In Cape Town in mid-July, as a guest of the University of Cape Town, a visit arranged by Dr Robert Morrell. The upper campus is built on a spectacular site with close views of the mountain in one direction, and across the Cape Flats to distant ranges in the other. I did workshops and seminars in four departments or centres, and met with academic staff and graduate students individually.
On the evening of 20 July I did my big number, a Vice-Chancellor’s Public Lecture, "Intellectuals in the 21st Century World". How is that for a pompous title? (I confess, it was my own.) This was part of UCT’s public lecture outreach series, advertised in the Cape Town papers etc.
It was in vacation time, but 250 people turned up.
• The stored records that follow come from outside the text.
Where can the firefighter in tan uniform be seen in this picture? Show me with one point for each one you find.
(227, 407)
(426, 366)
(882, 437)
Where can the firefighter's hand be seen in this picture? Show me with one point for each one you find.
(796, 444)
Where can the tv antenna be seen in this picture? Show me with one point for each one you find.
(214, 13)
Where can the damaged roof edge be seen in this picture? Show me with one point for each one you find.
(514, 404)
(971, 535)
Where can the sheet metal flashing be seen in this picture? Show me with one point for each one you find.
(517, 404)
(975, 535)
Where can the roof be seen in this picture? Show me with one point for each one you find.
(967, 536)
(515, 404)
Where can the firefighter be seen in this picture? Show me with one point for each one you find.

In fact the lecture had to be moved to a bigger venue, how is that for a Key Performance Indicator? I think I was in pretty good form too (see picture below, and audio/video). I told the familiar ‘tale of the intellectuals’ as a subversive avant-garde and/or a new class holding social power. Then complicated this story with data on intellectual labour, and tried to displace the Eurocentric tale with a global one. This means thinking about the different groups of intellectuals in pre-colonial, colonial and post-colonial contexts in the majority world. Wound up with some of the dilemmas of intellectual work in the neoliberal university.
|Giving the public lecture. Picture credit:|
University of Cape Town.
The Power Point worked perfectly, and the questions were numerous and relevant – always a good sign. The Deputy V-C who chaired the session, Prof. Thandabantu Nhlapo, presented me with a warm handshake and a heavy book, in every sense of the word – it was about the 'Memory Box' project, stories of people living with HIV. We moved off for refreshments afterwards, which were quietly gatecrashed by a bunch of students. I discussed post-colonialism and anti-colonialism with a group of bright, critical, young Black men, a pleasure to talk with.
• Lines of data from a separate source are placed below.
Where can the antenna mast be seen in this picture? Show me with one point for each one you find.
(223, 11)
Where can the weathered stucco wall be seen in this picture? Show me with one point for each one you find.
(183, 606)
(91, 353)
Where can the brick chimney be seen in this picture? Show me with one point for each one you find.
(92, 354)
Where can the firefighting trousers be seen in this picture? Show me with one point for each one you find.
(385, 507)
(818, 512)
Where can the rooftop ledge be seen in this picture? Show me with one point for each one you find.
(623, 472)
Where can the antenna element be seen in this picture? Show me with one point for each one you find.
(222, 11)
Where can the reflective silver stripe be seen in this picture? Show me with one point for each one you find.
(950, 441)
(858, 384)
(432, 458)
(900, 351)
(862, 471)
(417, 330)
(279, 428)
Two days later I gave a talk at the University of the Western Cape, out on the Cape Flats in a very different social milieu from sandstone UCT. The session was organized by Prof. Tammy Shefer, who has been in the thick of South Africa's very impressive social research effort in the field of gender, violence and HIV.
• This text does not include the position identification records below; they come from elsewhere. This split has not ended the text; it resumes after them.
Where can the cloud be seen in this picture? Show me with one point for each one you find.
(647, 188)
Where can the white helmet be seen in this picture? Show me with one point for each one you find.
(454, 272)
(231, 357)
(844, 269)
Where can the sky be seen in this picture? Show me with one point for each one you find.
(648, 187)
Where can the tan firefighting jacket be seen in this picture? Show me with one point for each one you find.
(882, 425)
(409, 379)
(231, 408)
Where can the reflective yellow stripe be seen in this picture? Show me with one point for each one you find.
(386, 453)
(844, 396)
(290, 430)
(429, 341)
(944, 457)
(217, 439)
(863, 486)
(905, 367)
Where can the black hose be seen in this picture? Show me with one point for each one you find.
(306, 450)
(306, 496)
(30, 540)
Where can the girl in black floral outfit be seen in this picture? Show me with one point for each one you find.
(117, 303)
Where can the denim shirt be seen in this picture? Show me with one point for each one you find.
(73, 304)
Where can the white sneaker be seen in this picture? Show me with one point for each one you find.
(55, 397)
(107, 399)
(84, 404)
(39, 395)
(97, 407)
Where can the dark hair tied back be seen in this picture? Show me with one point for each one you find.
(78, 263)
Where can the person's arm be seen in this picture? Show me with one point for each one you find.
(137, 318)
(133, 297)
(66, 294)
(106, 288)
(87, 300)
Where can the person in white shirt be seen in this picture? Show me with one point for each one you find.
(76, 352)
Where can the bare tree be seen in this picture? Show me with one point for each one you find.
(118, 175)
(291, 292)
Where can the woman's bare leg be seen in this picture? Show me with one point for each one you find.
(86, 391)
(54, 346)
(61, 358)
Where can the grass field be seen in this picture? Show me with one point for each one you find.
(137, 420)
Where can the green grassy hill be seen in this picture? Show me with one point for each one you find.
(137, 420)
This was the only talk about masculinities I gave on the trip; about 60 people came, including people from NGOs and community activism. We had a technological meltdown and I had to remember how we used to give lectures in ancient times before Power Point. The group was good humoured and we got on OK.
The questions here were very much about the practical applications of knowledge about men and masculinities to issues about poverty, violence, drugs, gangs in the informal settlements, etc.
One woman raised the question whether women’s groups should spend energy on men. My answer was that there were very good reasons why feminists historically focussed on women. But since gender is relational, and the dire problems of the gender order can’t be solved without men’s participation, engaging with men is a necessity. There seemed to be general agreement with that.